Sure, Saab’s assets were purchased in mid-2012 by National Electric Vehicle Sweden (AB), which was started by a Swedish-Chinese guy named Kai Johan Jiang. And its website says the company’s aim is “to be a front-runner in the automotive industry, with a focus on electric vehicles.” But that is a pipe dream. China is awash with domestic and foreign producers of electric vehicles whose brand names enjoy much more recognition and in many cases higher status than Saab. If NEVS’s real purpose is to sell gasoline-powered mid-sized sedans in China, well, that will fail even more miserably than the plan to sell EVs.
NEVS, despite its name, is not a dedicated EV producer. Indeed, it has started production of a gasoline-powered Saab 9-3 sedan. According to its website—NEVS did not respond to an email request for comment—it is producing a very small volume of gasoline-powered vehicles, known as the Saab 9-3 Aero Sedan 2014, right now in Sweden. The plan is to sell the car in Sweden and China.
No details regarding plans to introduce electric vehicles to Sweden, but NEVS does say that in 2014 it will launch an electric vehicle in China. No specifics about whether or not that will be a full electric, plug-in hybrid electric, or regular hybrid though I’d bet on a plug-in hybrid electric as the Chinese government is pushing PHEVs more strongly than pure battery-powered electric cars in the near-term.
Both plans are destined to fail. According to Kevin Huang of WAYS Consulting in Guangzhou, China, “the sales of Saab in the China market has always been poor.” From 2007 to 2011 it sold only 2,057 units in China. Sales ceased in the second half of 2011. So the Saab brand has never had a good sales base in China for gasoline-powered cars. I won’t even go into the fact it lacks a dealership network. Or that BAIC, a large state-owned automaker, acquired the rights to an older Saab 9-3 model in 2009 and is now producing a gasoline-powered sedan on that technology and platform in China.
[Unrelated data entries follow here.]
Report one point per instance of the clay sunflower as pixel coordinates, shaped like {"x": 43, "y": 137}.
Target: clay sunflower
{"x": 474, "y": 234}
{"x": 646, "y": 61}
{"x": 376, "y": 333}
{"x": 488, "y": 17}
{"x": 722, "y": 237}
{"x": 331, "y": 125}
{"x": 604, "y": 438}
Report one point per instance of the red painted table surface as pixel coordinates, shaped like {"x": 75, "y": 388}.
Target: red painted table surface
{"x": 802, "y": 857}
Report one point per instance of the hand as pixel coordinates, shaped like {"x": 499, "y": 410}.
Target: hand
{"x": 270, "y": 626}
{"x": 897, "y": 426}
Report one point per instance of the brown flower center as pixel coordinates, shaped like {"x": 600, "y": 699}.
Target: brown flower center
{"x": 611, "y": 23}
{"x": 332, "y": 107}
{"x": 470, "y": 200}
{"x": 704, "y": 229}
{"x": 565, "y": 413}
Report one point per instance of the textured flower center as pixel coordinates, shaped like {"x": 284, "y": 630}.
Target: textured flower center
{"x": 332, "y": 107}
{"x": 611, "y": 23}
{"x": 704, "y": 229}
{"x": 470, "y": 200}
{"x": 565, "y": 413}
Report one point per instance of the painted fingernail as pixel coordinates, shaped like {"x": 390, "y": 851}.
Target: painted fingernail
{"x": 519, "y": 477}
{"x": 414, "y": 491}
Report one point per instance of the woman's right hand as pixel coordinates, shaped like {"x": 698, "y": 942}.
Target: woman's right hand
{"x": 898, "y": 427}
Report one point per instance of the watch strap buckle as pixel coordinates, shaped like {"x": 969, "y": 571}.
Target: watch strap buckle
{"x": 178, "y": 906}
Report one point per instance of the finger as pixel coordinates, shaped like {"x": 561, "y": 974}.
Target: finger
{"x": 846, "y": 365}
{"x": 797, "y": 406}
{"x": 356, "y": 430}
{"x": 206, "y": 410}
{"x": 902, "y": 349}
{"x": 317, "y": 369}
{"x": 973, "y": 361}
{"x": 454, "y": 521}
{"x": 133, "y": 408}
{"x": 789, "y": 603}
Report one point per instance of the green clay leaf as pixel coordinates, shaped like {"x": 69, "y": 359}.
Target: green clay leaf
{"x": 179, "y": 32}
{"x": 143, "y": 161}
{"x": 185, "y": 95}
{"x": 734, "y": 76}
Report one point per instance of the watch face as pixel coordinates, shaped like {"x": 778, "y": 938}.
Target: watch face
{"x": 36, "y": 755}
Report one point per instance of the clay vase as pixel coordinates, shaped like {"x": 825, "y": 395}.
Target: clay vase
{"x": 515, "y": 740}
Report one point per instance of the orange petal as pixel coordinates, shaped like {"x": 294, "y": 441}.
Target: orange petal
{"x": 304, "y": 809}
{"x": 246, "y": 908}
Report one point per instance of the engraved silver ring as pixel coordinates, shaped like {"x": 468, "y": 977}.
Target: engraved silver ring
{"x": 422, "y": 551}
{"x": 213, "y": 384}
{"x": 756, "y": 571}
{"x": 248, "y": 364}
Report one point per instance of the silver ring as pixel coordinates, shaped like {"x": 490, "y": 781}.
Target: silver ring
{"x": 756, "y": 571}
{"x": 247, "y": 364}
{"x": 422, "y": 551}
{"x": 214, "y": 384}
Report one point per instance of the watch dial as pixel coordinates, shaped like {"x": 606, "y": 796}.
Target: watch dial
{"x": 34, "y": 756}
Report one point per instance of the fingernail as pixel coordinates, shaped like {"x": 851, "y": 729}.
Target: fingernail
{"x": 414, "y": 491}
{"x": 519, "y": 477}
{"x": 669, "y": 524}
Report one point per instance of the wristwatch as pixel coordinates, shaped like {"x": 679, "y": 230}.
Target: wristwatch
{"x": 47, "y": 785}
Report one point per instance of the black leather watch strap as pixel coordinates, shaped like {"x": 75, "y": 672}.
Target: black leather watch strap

As for electric vehicles, the government of Qingdao—which owns 22 percent of NEVS—has placed an order for 200 of NEVS's electric vehicles to be tested as taxis in the coastal city in northeastern China. In the future, says NEVS, it will produce both gasoline-powered vehicles and EVs in Qingdao. (BAIC also plans to produce a battery electric vehicle based on its older 9-3 platform.)
Maybe Jiang, the founder of NEVS, has good connections with the government of Qingdao and believes that will serve as a launching board for his electric vehicle in China. To be sure, the latest plan from the Chinese government does mandate that local governments will boost the number of EVs in their municipal fleets significantly.
Even if you think that will materialize, NEVS still faces the same issues as it will trying to sell a gasoline-powered vehicle in China, namely no name recognition, no distribution network, and well-established competitors. So Qingdao, not a large city by Chinese standards, might be the only government market for NEVS.
As for the consumer market, almost all of China’s domestic automakers have announced they will launch EVs. Meanwhile, foreign automakers including Nissan and Volkswagen, have said they will produce EVs in China. Says Huang of WAYS: “I don’t see any reason than an individual customer would spend money to buy a Saab EV.”
Bottom line: Saab as a brand is still dead. It is a zombie brand now.